How would I rate it? I just relaxed into picking up on Eilis’ life once more, and Toíbín has drawn his characters so clearly that you feel as if you are watching a real life. I was both discomfited and intrigued by the situation in which they had all found themselves and how it was going to be resolved. But- oh- the ending! Toíbín would go down in my estimation if I thought that he left it just so that he could squeeze out a third novel- I think, I trust, that he is a better writer than that. I know that real life doesn’t have definitive endings either (beyond the ultimate definitive ending) but the scope (responsibility?) of the author to create an ending is part of the pact with a reader, too. Otherwise, it’s just soap opera.

My rating: Who knows. 9 for the enjoyment? Or 6 for the ending??

Sourced from: Yarra Plenty Regional Library

Read because: I loved Brooklyn so much.

Six degrees of separation: from ‘The Great Fire’ to…

This month the Six Degrees of Separation meme run by Kate at BooksAreMyFavouriteandBest is a bit different. Instead of her choosing the starting book, she has invited us to start with a book that we have just finished, or read in the last month.

Well, the last book I read was Shirley Hazzard’s The Great Fire and even though I know that some people love it and have read it multiple times, I wasn’t particularly impressed. But I haven’t posted my review yet, so you’ll just have to wait to find out why.

But, my disappointment in the book notwithstanding, where did it take me?

Despite the title, Hazzard’s book is not about the Great Fire of London at all- instead it’s set in Japan, Hong Kong and China in 1947 as the victorious Western powers occupy the territory. But Claire Tomalin’s Samuel Pepys: the Unequalled Self does deal the Great Fire of London because diarist Samuel Pepys wrote about it. In her biography, Tomalin gives us a rounded view of this 17th century Londoner and although many others have written about Pepys, I don’t think that anyone else could do it better than she has. My review is here.

John Lanchester’s Capital is set in Pepys Road South London in December 2007, just before the Global Financial Crisis. The book follows the little dramas of the inhabitants of Pepys Road in short chapters of just a couple of pages each. Somehow Lanchester filled over 500 pages largely about ordinary lives where nothing much happens and yet left me wanting more. I just loved it, and my review is here.

While we we’re in London, who else should we turn to but Peter Ackroyd, who has written several books about the city. London Under is atmospheric and erudite, steeped in literature and popular culture, especially that of the nineteenth century as he explores the river systems and infrastructure existing like a network under London Streets. The language flows seductively and smoothly in a very easy, beguiling read. My review is here.

Colum McCann’s This Side of Brightness is set underground as well, but this time amongst the men tunneling under the Hudson River for the subway system in 1919. I read it before I start blogging, but I really enjoyed it.

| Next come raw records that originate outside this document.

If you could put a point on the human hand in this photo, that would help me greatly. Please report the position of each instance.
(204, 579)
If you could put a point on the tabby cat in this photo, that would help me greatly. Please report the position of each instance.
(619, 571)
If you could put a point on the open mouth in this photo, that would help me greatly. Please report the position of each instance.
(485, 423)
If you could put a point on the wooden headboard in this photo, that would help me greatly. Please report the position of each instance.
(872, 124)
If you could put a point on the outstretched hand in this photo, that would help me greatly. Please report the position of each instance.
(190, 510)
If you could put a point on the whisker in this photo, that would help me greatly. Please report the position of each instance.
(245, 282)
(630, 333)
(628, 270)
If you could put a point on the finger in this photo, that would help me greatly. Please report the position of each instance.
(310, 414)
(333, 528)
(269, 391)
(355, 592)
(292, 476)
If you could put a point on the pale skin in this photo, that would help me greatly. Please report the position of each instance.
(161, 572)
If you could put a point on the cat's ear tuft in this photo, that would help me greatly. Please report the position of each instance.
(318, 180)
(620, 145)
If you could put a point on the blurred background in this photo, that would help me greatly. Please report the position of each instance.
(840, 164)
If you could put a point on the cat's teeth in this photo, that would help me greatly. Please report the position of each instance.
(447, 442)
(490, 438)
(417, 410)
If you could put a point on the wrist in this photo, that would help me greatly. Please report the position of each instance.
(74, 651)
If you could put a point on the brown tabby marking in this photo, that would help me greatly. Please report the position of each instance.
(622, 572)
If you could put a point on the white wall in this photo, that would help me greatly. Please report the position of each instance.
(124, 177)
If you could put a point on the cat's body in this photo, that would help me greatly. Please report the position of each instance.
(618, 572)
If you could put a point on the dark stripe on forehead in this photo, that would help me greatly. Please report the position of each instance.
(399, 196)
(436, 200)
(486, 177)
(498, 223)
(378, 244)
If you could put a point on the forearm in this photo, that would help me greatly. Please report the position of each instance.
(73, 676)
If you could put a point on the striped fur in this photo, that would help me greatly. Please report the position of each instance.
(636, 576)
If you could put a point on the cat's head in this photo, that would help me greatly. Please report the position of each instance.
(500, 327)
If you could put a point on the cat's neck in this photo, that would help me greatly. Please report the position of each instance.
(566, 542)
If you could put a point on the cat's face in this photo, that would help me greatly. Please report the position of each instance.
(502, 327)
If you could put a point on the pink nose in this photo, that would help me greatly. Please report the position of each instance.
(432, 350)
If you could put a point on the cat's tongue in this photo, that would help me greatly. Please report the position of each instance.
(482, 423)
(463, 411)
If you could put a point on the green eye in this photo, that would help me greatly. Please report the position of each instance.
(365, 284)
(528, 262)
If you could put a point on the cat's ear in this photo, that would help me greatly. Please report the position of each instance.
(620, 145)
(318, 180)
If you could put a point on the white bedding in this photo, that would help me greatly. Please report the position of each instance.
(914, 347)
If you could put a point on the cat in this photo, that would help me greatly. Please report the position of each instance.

And thinking about New York leads me to Colm Toibin’s Brooklyn. I enjoyed the book enough the first time, but I absolutely loved the movie, and I went back and enjoyed the novel much more on a second reading. There is no back story; small events are told simply and in detail; every little act is described by a narrator who seems to be hovering up in the corner of the room, watching everything. It’s about a young girl who emigrates from Ireland to Brooklyn, and I felt that he described homesickness so well . My review is here.

The main character in Brooklyn left Ireland, while Claire Keegan’s books are firmly set there. They are only short- they’re novellas really- but they’re so beautifully crafted. She wrote the short-story, expanded into a novella that became The Quiet Girl movie which I howled the whole way through. Small Things Like These is set in 1985 as Bill Furlong, a fuel merchant with five children who has lived in his small village all his life, becomes aware of the convent and its power over the children in its ‘care’ and the complicity of the village in turning a blind eye. My review is here.

So, although I might have been less than enamoured with The Great Fire, it has certainly taken me all around the globe!